Selasa 17 Oct 2023 13:07 WIB

BMKG: Kabut Asap di Bengkulu Bisa Ganggu Penerbangan, Jarak Pandang Hanya 1 Km

Kondisi kabut asapBengkulu menjadi yang terparah jika dibanding hari-hari sebelumnya.

Pesawat mendarat d antara kabut asap (ilustrasi). BMKG Bengkulu menyatakan kabut bercampur asap menganggu penerbangan.
Foto: Antara/Auliya Rahman
Pesawat mendarat d antara kabut asap (ilustrasi). BMKG Bengkulu menyatakan kabut bercampur asap menganggu penerbangan.

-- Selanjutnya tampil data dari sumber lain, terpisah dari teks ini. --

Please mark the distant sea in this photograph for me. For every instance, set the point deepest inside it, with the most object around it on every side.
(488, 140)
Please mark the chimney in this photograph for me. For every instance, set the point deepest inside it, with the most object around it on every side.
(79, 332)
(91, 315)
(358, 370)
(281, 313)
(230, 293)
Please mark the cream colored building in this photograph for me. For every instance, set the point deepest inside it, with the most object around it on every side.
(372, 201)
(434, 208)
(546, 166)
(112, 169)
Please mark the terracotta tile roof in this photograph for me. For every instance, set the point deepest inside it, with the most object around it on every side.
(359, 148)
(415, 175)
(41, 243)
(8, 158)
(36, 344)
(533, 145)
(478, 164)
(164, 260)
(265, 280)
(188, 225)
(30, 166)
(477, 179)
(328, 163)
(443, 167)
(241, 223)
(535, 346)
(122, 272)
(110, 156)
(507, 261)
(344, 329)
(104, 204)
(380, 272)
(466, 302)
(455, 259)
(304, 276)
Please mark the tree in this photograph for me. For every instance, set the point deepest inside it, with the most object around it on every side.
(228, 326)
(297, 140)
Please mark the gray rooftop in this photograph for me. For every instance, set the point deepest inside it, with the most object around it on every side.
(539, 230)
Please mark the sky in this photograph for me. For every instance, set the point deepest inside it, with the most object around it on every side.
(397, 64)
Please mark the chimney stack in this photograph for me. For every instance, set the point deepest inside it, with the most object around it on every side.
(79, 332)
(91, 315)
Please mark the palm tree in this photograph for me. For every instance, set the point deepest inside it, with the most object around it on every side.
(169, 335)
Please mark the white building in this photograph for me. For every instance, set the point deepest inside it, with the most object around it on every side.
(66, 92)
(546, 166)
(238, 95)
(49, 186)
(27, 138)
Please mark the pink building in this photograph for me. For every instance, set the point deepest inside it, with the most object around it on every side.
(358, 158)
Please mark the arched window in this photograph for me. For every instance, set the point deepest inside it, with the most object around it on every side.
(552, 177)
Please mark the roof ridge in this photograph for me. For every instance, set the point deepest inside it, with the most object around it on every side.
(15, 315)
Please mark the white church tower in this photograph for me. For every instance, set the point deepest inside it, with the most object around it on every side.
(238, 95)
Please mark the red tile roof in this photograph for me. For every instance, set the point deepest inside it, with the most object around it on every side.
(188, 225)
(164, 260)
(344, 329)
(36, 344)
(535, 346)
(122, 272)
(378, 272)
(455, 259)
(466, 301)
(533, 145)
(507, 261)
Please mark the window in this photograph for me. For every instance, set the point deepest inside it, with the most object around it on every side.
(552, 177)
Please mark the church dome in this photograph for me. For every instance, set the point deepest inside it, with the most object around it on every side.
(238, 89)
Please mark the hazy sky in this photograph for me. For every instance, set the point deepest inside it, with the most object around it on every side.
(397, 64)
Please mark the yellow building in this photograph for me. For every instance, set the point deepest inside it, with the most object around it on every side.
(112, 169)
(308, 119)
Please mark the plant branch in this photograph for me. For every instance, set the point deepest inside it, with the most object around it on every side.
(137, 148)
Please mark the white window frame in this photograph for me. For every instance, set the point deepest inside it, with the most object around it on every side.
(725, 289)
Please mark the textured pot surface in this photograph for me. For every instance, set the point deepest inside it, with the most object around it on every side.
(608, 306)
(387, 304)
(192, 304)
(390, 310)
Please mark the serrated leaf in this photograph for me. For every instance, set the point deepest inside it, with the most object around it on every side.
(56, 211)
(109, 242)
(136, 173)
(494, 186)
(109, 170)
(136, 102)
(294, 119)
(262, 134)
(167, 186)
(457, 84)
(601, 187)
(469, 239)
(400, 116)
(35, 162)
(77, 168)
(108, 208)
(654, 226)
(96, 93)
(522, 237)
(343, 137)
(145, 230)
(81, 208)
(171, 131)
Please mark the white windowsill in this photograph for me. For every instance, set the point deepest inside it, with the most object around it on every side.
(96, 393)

REPUBLIKA.CO.ID, BENGKULU -- Badan Meteorologi Klimatologi dan Geofisika (BMKG) Stasiun Fatmawati Bengkulu menyatakan kabut yang bercampur dengan asap yang terjadi di wilayah Kota Bengkulu telah masuk kategori berbahaya bagi transportasi penerbangan. Pada Selasa (17/10/2023) pagi, jarak pandang akibat kabut asap hanya kurang dari satu kilometer, sedangkan jarak pandang normal, yaitu 2,5 kilometer.

"Dari pengukuran udara atas, melalui Radio Sonde mencatat jarak pandang kurang dari satu kilometer. Sementara jarak pandang aman bagi penerbangan, yakni 2,5 kilometer. Jadi, hal itu sudah masuk kategori berbahaya," kata prakirawan BMKG Stasiun Fatmawati Sukarno Anjasman di Bengkulu, Selasa (17/10/2023).

Baca Juga

Untuk kondisi kabut asap di Kota Bengkulu pada Selasa pagi merupakan yang terparah jika dibandingkan dengan beberapa hari sebelumnya. Ia lebih lanjut mengatakan kondisi kabut asap di Kota Bengkulu hingga beberapa hari ke depan akan terjadi sebab masih terdeteksi sejumlah wilayah terdapat titik panas. 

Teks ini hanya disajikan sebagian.